This month, the Federal Energy Regulatory Commission (FERC) ruled that certain master limited partnerships (MLPs) may have to reduce the amount that they charge their customers. The news triggered a knee-jerk sell-off in the already-beaten-down MLP space, pushing the group closer to its 2016 lows.
To get the latest read on what is going on with MLPs, ETF.com sat down with Jeremy Held, senior vice president and director of research at ALPS Advisors, issuer of the Alerian MLP ETF (AMLP), the world's largest MLP exchange-traded fund, with $8.3 billion in assets under management. Held says that the impact of the FERC ruling is likely to be negligible and that the recent drop in share prices is a buying opportunity.
ETF.com: The recent ruling by the FERC has been all over the headlines recently and has acted as a drag on MLPs. Could you explain simply what that ruling was, and why it caused such a stir in the MLP world?
Jeremy Held: The FERC ruling has an impact, but to what degree is largely dependent on the type of pipeline in question and how the contract is structured. It’s much more nuanced than the market reaction first indicated.
For example, FERC allows MLPs to charge an allowable rate of return. This regulation operates in a similar fashion to the way state utility commissioners allow individual utilities to earn a regulated rate of return.
But the components of how MLPs calculate their rate of return varies significantly based on a number of factors. Interstate liquids pipelines—those that transport crude oil, refined products and natural gas liquids—typically increase their tariffs each year by an inflation escalator that is set by the FERC every five years. The current escalator is the Producer Price Index plus 1.3%.
On the other hand, long-haul, interstate natural gas pipelines have a number of different ways they can calculate the rates they charge their customers. Sometimes they’re indexed, sometimes they’re market-based rates and sometimes they use a calculation methodology called cost of service, which is what the FERC ruling was all about.
In a cost-of-service rating scenario, MLPs calculate all of the different components that comprise the cost of doing business, from maintenance to capital expenditures to commodity costs.

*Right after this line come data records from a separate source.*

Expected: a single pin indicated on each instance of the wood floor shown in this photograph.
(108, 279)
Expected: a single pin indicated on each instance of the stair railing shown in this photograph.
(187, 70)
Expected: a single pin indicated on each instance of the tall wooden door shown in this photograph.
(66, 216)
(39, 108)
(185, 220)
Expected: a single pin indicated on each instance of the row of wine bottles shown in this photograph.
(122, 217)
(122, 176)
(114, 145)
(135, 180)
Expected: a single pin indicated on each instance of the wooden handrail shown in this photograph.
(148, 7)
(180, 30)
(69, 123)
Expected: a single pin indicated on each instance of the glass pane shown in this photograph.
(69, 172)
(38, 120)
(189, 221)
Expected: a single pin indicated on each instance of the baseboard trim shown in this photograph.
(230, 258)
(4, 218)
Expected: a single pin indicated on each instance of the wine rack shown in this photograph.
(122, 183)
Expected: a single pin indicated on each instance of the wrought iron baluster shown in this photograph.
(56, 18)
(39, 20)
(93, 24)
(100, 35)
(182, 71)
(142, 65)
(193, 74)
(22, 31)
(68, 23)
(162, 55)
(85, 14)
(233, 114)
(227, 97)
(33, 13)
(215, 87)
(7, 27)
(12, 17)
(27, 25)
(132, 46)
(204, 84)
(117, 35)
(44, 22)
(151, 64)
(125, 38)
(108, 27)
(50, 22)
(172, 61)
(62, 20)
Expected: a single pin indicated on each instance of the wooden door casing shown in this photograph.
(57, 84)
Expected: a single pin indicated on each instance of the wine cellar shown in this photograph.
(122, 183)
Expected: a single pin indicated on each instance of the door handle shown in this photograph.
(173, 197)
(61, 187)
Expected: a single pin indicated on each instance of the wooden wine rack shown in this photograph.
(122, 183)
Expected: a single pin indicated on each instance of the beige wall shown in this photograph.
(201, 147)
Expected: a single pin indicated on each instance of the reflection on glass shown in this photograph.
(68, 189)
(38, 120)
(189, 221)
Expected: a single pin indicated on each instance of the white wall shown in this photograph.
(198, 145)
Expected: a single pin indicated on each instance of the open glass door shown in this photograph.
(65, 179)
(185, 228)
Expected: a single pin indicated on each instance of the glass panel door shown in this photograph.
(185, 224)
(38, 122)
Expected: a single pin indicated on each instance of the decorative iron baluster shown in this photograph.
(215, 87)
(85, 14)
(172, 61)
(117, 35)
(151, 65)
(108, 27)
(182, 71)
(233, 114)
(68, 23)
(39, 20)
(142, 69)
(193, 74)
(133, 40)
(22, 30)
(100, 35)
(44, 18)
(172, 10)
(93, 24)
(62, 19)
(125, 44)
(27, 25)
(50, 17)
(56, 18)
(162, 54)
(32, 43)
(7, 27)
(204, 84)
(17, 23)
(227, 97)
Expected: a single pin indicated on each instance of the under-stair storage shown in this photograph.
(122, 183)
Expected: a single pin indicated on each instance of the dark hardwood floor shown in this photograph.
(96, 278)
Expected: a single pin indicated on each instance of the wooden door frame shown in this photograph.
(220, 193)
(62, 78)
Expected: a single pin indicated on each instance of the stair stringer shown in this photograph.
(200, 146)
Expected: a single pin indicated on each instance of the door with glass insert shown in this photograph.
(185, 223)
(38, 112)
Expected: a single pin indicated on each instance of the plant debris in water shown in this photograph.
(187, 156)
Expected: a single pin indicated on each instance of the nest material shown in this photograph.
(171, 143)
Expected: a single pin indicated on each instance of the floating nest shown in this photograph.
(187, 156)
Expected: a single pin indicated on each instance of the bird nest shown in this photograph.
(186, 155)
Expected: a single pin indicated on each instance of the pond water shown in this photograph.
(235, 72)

One of the components of that cost-of-service calculation was an income tax allowance. FERC recently ruled that MLPs, as entities that are exempt from federal income tax, can no longer use this income tax allowance as one of the components for the cost-of-service calculation.
Ascertaining the impact of the ruling is complicated, because on the one hand, the FERC is removing a cost that MLPs had historically been able to charge customers. However, it left unchanged the allowable rates of return MLPs are able to charge
Perhaps most importantly, this ruling only applies to a small number of pipeline operators
Almost three-quarters of the MLPs in the Alerian MLP Infrastructure Index announced shortly after the FERC ruling that they expected minimal—if any—impact to earnings, while a small number of names estimated an impact anywhere from 5-10% of their earnings or cash flow.

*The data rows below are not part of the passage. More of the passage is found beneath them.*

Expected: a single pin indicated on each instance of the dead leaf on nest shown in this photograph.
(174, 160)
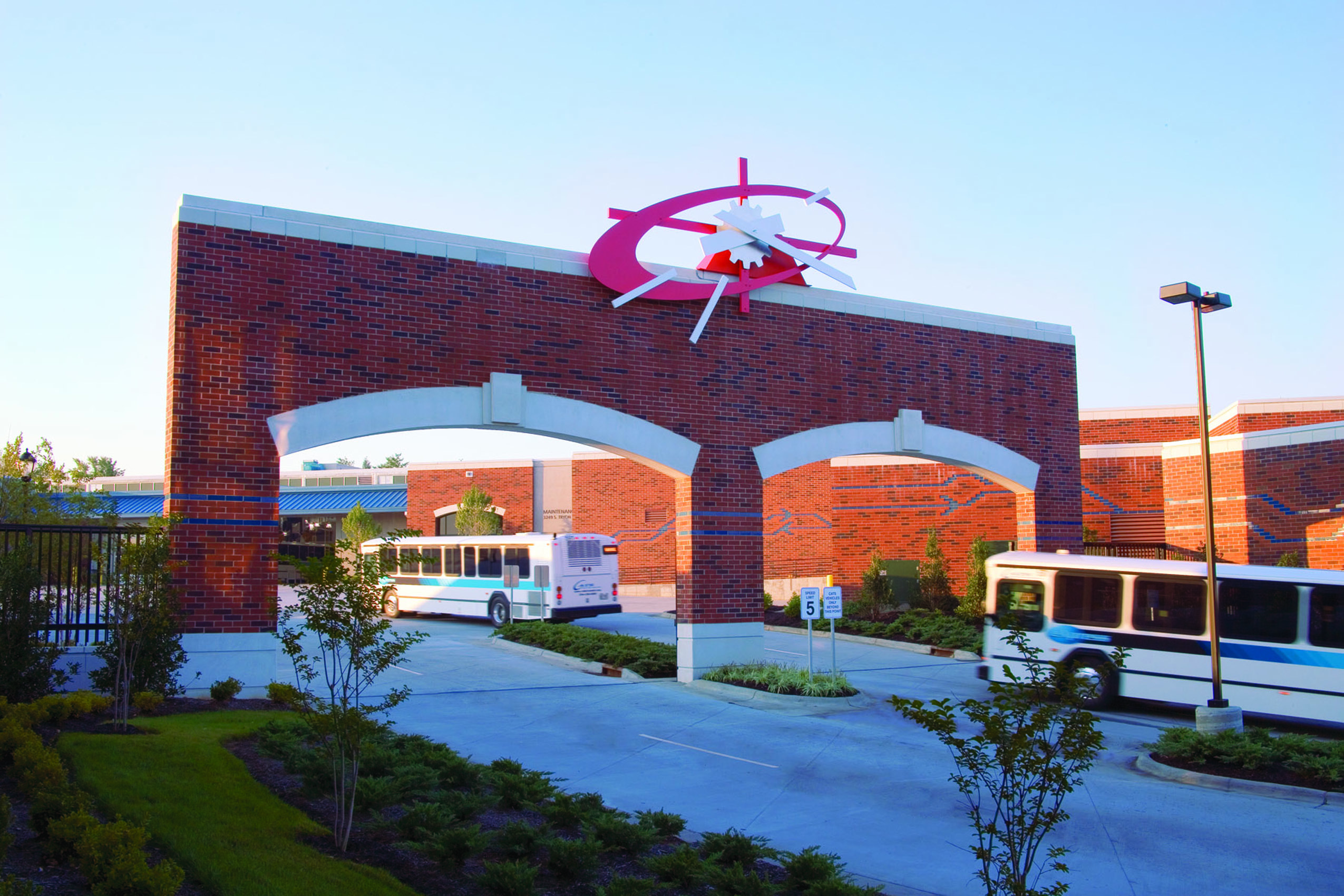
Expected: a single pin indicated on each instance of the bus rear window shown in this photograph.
(1088, 600)
(488, 564)
(519, 558)
(1020, 605)
(1327, 617)
(1257, 611)
(1170, 606)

ETF.com: Despite having a limited impact on earnings, MLPs were hammered across the board after the ruling. Why is that?
Held: That speaks more to how jittery MLP investors are than it does of what the impact of this FERC ruling will be. There’s a crisis of confidence in the MLP sector.
For the better part of two decades, MLPs were able to very consistently grow distribution rates. They had a retail investor base that was primarily concerned almost exclusively with high levels of distribution.
Now the market dynamics have changed. MLPs are starting to be followed more closely by institutional investors that are much more discerning from a corporate governance perspective.
Uncertainty is the enemy of premium valuations in every asset class. A number of factors have created uncertainty over the last few years in the MLP sector. Between the U.S. becoming the swing producer in crude oil, MLPs seeking to improve corporate governance, adopting a self-funding model, growing at a slower rate, and the FERC ruling, there continues to be a lot of uncertainty in the space.
We're potentially entering a new repricing scenario, where MLPs may not be able to grow at the rates that they did for the early, mid- or late 2000s. But in that scenario, we still think that MLPs continue to provide a vital component of energy infrastructure, and many of the reasons to own MLPs haven’t changed as dramatically as the sentiment has.